- Church: Episcopal Church
- Diocese: Chicago
- Elected: May 13, 1930
- In office: 1930–1940
- Predecessor: Sheldon Munson Griswold
- Successor: Wallace E. Conkling
- Previous post: Coadjutor Bishop of Chicago (1930)

Orders
- Ordination: December 21, 1903 by Charles P. Anderson
- Consecration: June 18, 1930 by James De Wolf Perry

Personal details
- Born: August 2, 1879 Saginaw, Michigan, United States
- Died: May 2, 1940 (aged 60) Chicago, Illinois, United States
- Buried: St Luke's Church in Evanston, Illinois
- Denomination: Anglican (prev. Presbyterian)
- Parents: George Forbes Stewart & Katherine Craig
- Spouse: Mary Gertrude Clyde
- Children: 3

= George Craig Stewart =

American bishop

George Craig Stewart (August 18, 1879 – May 2, 1940) was the seventh bishop of the Episcopal Diocese of Chicago from 1930 to 1940. (The sixth Bishop of the Diocese of Chicago, Sheldon Munson Griswold (1861–1930), served for only a few months in 1930.)

==Biography==
Stewart was born on August 18, 1879, in Saginaw, Michigan, the son of George Forbes Stewart (1842–1912) and Catherine Craig (1847–1880). He grew up as a Presbyterian but was later ordained as a minister in the Methodist Episcopal Church. After joining the Episcopal Church, he studied at Northwestern University and graduated in 1902. He was ordained deacon and priest in 1903 by Charles P. Anderson, Bishop of Chicago.

He served as in St Elizabeth's Church in Glencoe, Illinois from 1903 till 1904 when he transferred to St Luke's Church in Evanston, Illinois. During his time at St Luke's the parish managed to grow into the largest parish in the diocese.

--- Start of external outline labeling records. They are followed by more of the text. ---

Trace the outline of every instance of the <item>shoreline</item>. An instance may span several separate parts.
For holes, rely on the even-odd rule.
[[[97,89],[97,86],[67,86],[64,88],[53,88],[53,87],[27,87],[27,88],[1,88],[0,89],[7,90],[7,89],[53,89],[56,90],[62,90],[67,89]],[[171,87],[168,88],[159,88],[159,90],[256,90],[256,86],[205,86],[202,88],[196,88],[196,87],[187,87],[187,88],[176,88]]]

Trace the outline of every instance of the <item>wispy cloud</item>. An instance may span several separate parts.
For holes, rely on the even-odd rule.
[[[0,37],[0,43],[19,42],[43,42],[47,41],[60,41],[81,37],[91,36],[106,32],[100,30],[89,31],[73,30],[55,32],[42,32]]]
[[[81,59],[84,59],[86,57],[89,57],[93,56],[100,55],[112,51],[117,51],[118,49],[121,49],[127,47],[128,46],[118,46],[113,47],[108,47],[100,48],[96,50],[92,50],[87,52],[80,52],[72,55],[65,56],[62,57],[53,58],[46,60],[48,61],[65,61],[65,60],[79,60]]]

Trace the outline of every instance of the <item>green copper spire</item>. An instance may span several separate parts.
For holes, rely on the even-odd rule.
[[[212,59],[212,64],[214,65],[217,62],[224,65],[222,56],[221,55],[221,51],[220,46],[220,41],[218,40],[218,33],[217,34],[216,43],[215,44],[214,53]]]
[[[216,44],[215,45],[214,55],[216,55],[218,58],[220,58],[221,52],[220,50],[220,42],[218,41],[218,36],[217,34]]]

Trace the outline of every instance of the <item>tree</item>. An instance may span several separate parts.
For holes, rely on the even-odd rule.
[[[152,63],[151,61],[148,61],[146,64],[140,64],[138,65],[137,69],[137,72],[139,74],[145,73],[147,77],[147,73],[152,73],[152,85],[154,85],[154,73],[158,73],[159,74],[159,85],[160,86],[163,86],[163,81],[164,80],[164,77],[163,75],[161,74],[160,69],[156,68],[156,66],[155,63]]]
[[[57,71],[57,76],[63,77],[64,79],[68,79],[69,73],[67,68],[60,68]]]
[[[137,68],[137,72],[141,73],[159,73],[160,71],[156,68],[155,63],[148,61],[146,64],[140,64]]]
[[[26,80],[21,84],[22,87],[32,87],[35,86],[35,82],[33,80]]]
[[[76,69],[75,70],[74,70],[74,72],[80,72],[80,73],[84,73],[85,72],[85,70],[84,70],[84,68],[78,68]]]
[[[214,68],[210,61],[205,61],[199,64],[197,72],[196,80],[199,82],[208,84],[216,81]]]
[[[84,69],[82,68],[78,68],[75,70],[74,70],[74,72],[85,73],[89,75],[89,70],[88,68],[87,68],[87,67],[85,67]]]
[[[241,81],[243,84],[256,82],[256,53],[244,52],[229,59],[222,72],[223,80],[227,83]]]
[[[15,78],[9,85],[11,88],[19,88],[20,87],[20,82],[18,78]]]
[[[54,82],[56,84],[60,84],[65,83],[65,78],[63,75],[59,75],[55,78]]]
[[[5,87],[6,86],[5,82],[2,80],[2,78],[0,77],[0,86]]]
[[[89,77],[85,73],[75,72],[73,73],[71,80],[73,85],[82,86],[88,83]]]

On May 13, 1930, Stewart was elected Coadjutor Bishop of Chicago on the first ballot during a special convention held in St James' Cathedral in Chicago. He was consecrated bishop on June 18, 1930, in St Luke's Church, where he had served as rector since 1904. Presiding Bishop James De Wolf Perry was the chief consecrator. He succeeded as diocesan bishop in November of the same year after the death of Bishop Sheldon Munson Griswold. He remained Bishop of Chicago for ten years till his death on May 2, 1940.

Stewart married Mary Gertrude Clyde (1879-1960) in 1902 and together they had three children, two sons and a daughter. Their daughter, Katharine Craig Stewart, died at the age of fifteen as a result of the Spanish influenza on October 22, 1918.